Quantum simulation of thermodynamics in an integrated quantum photonic processor.

Nature communications 14:1 (2023) 3895

Authors:

FHB Somhorst, R van der Meer, M Correa Anguita, R Schadow, HJ Snijders, M de Goede, B Kassenberg, P Venderbosch, C Taballione, JP Epping, HH van den Vlekkert, J Timmerhuis, JFF Bulmer, J Lugani, IA Walmsley, PWH Pinkse, J Eisert, N Walk, JJ Renema

Abstract:

One of the core questions of quantum physics is how to reconcile the unitary evolution of quantum states, which is information-preserving and time-reversible, with evolution following the second law of thermodynamics, which, in general, is neither. The resolution to this paradox is to recognize that global unitary evolution of a multi-partite quantum state causes the state of local subsystems to evolve towards maximum-entropy states.

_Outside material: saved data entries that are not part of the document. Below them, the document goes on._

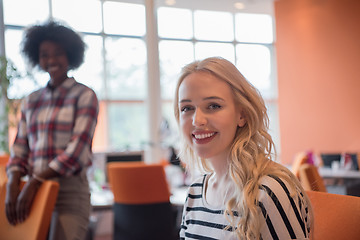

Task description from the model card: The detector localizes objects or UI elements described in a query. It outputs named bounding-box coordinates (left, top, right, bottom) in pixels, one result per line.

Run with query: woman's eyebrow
left=179, top=99, right=191, bottom=103
left=179, top=96, right=225, bottom=103
left=204, top=96, right=225, bottom=101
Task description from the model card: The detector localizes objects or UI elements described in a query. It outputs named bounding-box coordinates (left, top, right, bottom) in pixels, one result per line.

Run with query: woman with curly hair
left=5, top=21, right=98, bottom=240
left=175, top=57, right=313, bottom=239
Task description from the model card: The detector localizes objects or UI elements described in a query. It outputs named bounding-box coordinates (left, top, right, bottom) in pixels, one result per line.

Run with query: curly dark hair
left=21, top=21, right=85, bottom=70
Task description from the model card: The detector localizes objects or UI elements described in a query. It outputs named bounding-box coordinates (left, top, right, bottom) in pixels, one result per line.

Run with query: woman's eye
left=208, top=103, right=221, bottom=110
left=39, top=53, right=48, bottom=59
left=180, top=106, right=193, bottom=113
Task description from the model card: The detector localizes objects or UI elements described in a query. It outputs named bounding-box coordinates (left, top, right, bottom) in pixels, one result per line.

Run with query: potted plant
left=0, top=56, right=31, bottom=154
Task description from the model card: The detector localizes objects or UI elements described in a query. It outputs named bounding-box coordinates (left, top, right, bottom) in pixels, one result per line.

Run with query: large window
left=2, top=0, right=279, bottom=157
left=158, top=7, right=279, bottom=152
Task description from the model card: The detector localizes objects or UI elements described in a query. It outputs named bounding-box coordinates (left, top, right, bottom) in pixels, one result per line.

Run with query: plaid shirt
left=8, top=78, right=99, bottom=177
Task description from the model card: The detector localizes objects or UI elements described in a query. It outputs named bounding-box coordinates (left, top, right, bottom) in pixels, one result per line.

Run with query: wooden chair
left=0, top=154, right=9, bottom=186
left=0, top=154, right=9, bottom=165
left=107, top=161, right=176, bottom=240
left=291, top=152, right=309, bottom=179
left=298, top=163, right=327, bottom=192
left=0, top=180, right=60, bottom=240
left=306, top=191, right=360, bottom=240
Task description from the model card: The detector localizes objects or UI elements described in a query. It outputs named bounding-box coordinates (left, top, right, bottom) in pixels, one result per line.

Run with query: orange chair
left=107, top=161, right=176, bottom=240
left=0, top=155, right=9, bottom=185
left=0, top=180, right=59, bottom=240
left=307, top=191, right=360, bottom=240
left=291, top=152, right=309, bottom=179
left=0, top=154, right=9, bottom=165
left=298, top=163, right=327, bottom=192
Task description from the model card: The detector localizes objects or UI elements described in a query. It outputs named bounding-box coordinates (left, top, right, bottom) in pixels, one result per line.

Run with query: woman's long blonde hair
left=174, top=57, right=312, bottom=239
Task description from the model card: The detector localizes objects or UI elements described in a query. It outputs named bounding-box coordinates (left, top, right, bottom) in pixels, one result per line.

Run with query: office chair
left=306, top=191, right=360, bottom=240
left=291, top=152, right=309, bottom=179
left=298, top=163, right=327, bottom=192
left=0, top=180, right=60, bottom=240
left=0, top=154, right=9, bottom=165
left=0, top=154, right=9, bottom=186
left=107, top=161, right=176, bottom=240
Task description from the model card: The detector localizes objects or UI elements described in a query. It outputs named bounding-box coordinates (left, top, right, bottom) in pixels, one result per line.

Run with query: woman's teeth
left=194, top=132, right=215, bottom=139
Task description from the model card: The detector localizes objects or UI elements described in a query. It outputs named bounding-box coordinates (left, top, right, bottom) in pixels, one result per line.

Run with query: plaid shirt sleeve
left=48, top=87, right=99, bottom=176
left=7, top=99, right=31, bottom=176
left=8, top=79, right=99, bottom=177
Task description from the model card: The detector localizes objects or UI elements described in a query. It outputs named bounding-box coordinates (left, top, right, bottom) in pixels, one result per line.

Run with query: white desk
left=91, top=186, right=188, bottom=210
left=319, top=168, right=360, bottom=179
left=318, top=168, right=360, bottom=196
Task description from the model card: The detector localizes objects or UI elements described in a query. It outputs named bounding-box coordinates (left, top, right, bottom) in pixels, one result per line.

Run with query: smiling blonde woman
left=175, top=57, right=313, bottom=240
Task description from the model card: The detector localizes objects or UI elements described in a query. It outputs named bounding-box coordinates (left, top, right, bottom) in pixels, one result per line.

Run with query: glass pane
left=159, top=40, right=194, bottom=100
left=161, top=101, right=180, bottom=148
left=71, top=35, right=104, bottom=98
left=195, top=42, right=235, bottom=63
left=103, top=2, right=145, bottom=36
left=236, top=44, right=271, bottom=95
left=235, top=13, right=273, bottom=44
left=105, top=37, right=147, bottom=100
left=108, top=103, right=148, bottom=150
left=52, top=0, right=102, bottom=33
left=3, top=0, right=49, bottom=26
left=194, top=10, right=233, bottom=41
left=266, top=102, right=280, bottom=156
left=157, top=7, right=193, bottom=39
left=5, top=29, right=47, bottom=99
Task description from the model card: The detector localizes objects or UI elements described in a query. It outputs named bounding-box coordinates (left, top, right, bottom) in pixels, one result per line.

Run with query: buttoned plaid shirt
left=8, top=77, right=99, bottom=177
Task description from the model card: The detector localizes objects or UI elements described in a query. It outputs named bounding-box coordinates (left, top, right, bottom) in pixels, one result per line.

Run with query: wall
left=274, top=0, right=360, bottom=164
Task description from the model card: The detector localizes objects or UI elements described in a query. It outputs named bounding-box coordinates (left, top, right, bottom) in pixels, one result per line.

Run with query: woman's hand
left=5, top=180, right=21, bottom=225
left=15, top=178, right=41, bottom=224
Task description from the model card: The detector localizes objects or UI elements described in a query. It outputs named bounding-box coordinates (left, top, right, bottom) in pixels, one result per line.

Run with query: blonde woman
left=175, top=57, right=312, bottom=239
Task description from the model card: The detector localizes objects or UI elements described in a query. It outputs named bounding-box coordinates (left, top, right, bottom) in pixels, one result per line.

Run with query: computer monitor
left=105, top=151, right=144, bottom=182
left=320, top=153, right=341, bottom=168
left=321, top=153, right=358, bottom=170
left=90, top=151, right=144, bottom=187
left=106, top=151, right=143, bottom=163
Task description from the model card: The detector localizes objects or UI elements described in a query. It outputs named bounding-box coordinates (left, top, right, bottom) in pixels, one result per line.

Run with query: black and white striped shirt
left=179, top=174, right=311, bottom=240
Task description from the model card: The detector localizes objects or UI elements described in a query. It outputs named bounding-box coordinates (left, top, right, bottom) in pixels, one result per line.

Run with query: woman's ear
left=238, top=112, right=246, bottom=127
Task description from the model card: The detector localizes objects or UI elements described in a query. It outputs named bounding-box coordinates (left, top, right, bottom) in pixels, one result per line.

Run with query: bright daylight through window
left=2, top=0, right=279, bottom=156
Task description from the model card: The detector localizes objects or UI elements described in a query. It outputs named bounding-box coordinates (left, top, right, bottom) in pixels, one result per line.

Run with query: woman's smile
left=178, top=71, right=245, bottom=161
left=192, top=131, right=217, bottom=144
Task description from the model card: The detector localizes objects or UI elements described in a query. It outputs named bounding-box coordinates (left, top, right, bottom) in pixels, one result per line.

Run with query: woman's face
left=39, top=40, right=69, bottom=86
left=178, top=72, right=246, bottom=163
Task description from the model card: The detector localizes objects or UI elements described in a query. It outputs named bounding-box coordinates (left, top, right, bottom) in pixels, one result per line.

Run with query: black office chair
left=107, top=162, right=177, bottom=240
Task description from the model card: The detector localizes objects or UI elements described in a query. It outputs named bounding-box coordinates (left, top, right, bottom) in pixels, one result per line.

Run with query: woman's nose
left=192, top=109, right=207, bottom=126
left=47, top=55, right=57, bottom=64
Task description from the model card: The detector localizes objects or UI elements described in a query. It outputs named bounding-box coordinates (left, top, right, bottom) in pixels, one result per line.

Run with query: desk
left=90, top=186, right=187, bottom=239
left=91, top=186, right=188, bottom=209
left=319, top=168, right=360, bottom=179
left=318, top=168, right=360, bottom=196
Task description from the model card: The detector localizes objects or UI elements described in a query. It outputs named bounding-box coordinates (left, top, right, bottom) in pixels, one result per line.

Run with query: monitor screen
left=320, top=153, right=341, bottom=167
left=106, top=152, right=143, bottom=163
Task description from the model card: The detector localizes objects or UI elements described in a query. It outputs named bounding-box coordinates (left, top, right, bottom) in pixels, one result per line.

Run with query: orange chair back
left=0, top=154, right=9, bottom=165
left=0, top=155, right=9, bottom=186
left=0, top=180, right=59, bottom=240
left=291, top=152, right=309, bottom=179
left=307, top=191, right=360, bottom=240
left=107, top=161, right=170, bottom=204
left=299, top=163, right=327, bottom=192
left=0, top=165, right=7, bottom=185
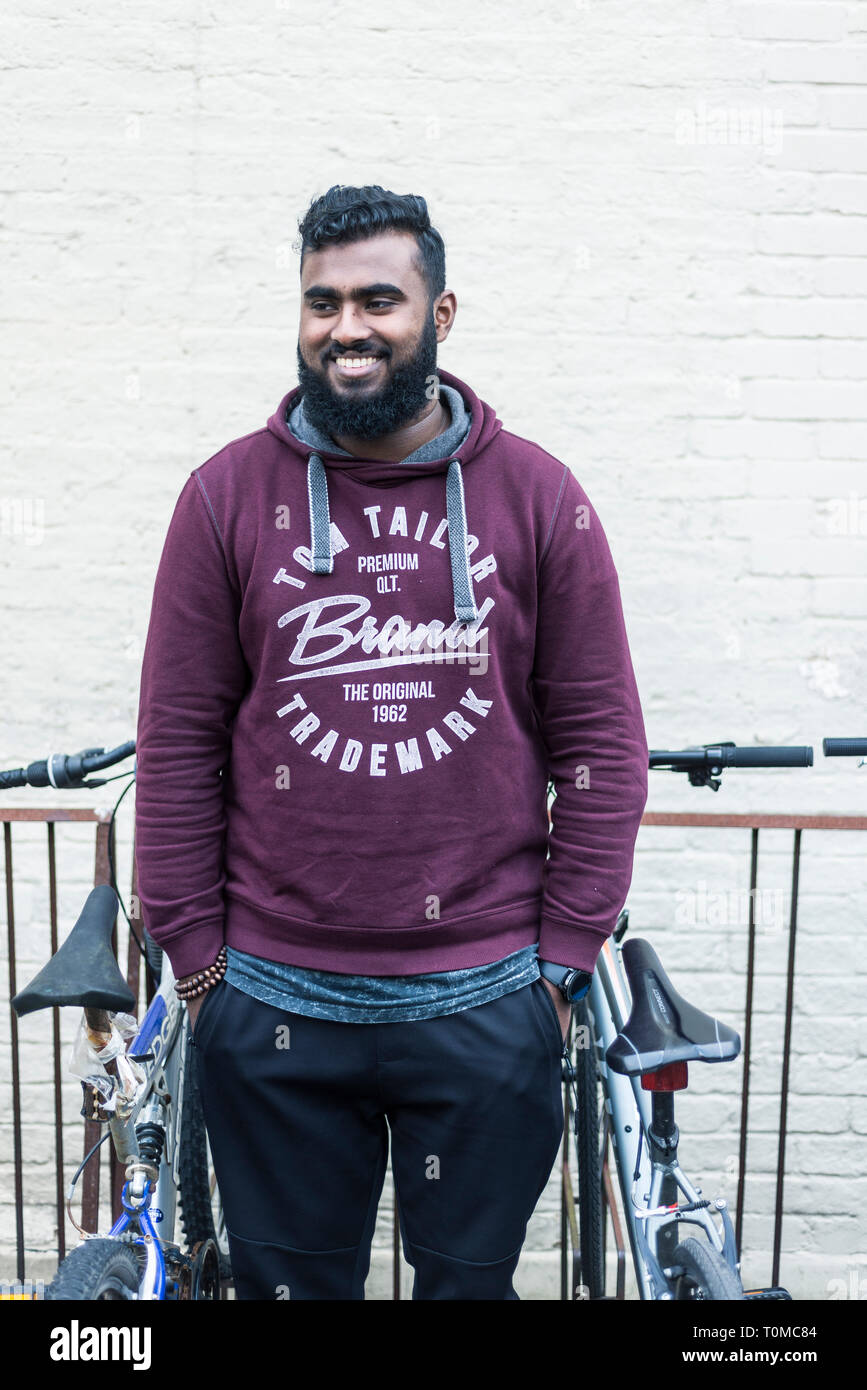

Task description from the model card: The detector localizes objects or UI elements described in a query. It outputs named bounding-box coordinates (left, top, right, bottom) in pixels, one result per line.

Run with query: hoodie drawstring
left=307, top=452, right=334, bottom=574
left=444, top=458, right=479, bottom=623
left=305, top=451, right=479, bottom=624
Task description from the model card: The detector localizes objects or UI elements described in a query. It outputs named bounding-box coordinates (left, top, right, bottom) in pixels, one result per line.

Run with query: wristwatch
left=538, top=959, right=593, bottom=1002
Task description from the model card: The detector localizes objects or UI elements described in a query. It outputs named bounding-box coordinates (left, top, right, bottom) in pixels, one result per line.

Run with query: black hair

In this work, we experimentally demonstrate this effect in linear quantum optics by simultaneously showing the convergence of local quantum states to a generalized Gibbs ensemble constituting a maximum-entropy state under precisely controlled conditions, while introducing an efficient certification method to demonstrate that the state retains global purity. Our quantum states are manipulated by a programmable integrated quantum photonic processor, which simulates arbitrary non-interacting Hamiltonians, demonstrating the universality of this phenomenon. Our results show the potential of photonic devices for quantum simulations involving non-Gaussian states.